The Piano Lesson by August Wilson, Directed by Timothy Bond, Seattle Rep through 8 Feb.
I never expected a ghost story from August Wilson. His body of work deals with the African American experience, in particular the effects of the Great Migration up from the South into northern industrial cities, in particular Pittsburgh. Yet here we have what is on one side a conflict between the rural past and urban future, and on the other a story of vengeful ghosts and protective spirits.
The play is set in 1936 Pittsburgh, in the home of Doaker Charles (Derrick Lee Weeden), a railroad cook who lives there with his niece Berniece (Erika LaVonn) and her daughter Maretha (Shiann Welch). Among the belongings is the piano in question, a venerable upright carved with the family's history as slaves in the south.
Setting the play in motion is Berniece's brother Boy Willie (Stephen Tyrone Williams) and his buddy Lymon (Yaegel T. Welch) , who arrive with a truck full of watermelons of questionable provenance and news that the owner of the land their family worked (and the descendant of the family that had owned their family in slavery) had died, fallen/pushed/disposed of in a well, and the land was up for sale. Boy Willie figures that with his current savings, the profits off the watermelons, and selling the family piano, he can afford to buy the land for himself.
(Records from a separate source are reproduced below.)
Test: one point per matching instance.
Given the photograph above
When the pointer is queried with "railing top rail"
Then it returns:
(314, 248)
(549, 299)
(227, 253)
Berniece will not hear of selling the piano, and that sets the plot in the motion. LaVonn's Berniece is the centerpoint of the play, resisting arguments from all sides as to why she should sell the piano. Boy Willie wants the money for the land. Berniece's suitor Avery (Ken Robinson) thinks that it would help her move on from the death of her husband. Doaker claims neutrality, but sees the parallel between Bernice's husband's death and the death of her father, Doaker's brother, and the effect it left on both women. Berniece remains resolute, through for the wrong reasons, and the depth of the character is brought out by LaVonn.
But Boy Willie was not the only thing that came up from the south. The vengeful spirit of the dead man apparently as followed as well, demanding its own compensation. So while the heart of the play is the contesting of a family relic and with it the family's heritage, the resolution comes from the ever-ratcheting haunting of the house by the descendant of the family's owners.
To be honest, the supernatural is a hard sell on the stage, where the immediacy of the audience creates a danger that it can go into farce. What grounds this particular haunting is the people and their stories. Everyone has their tales in the group, and August Wilson creates a lyrical patter for everyone, in particular Boy Willie, such that you feel after a while that the only thing that keeps him aloft if the stories he tells about himself. There is a long stretch in the final act which is effective monologue as Williams drives everyone else to silence with his nonstop chatter. And indeed, this long running of the mouth provides the perfect setup for a comeuppance at the hands of the ghost.
There is also an undercurrent of violence within August Wilson's works, and guns appear from the outset and haunt the stage with their own presence as well, as the words and tales may go too far and spill out in bloodshed. Blood is rubbing into the finish of the piano itself, with the blood of slavery that it depicts.
So the lesson of The Piano Lesson refers to both the story of the family on the piano, the story about the piano (a variant of the parable of the talents from Matthew) and a lesson of the power of the spirits of the past. I have often dinged the Rep for the shortness of their modern plays, but the past three have been three-hour powerhouses, and exercise the full potential of the stage.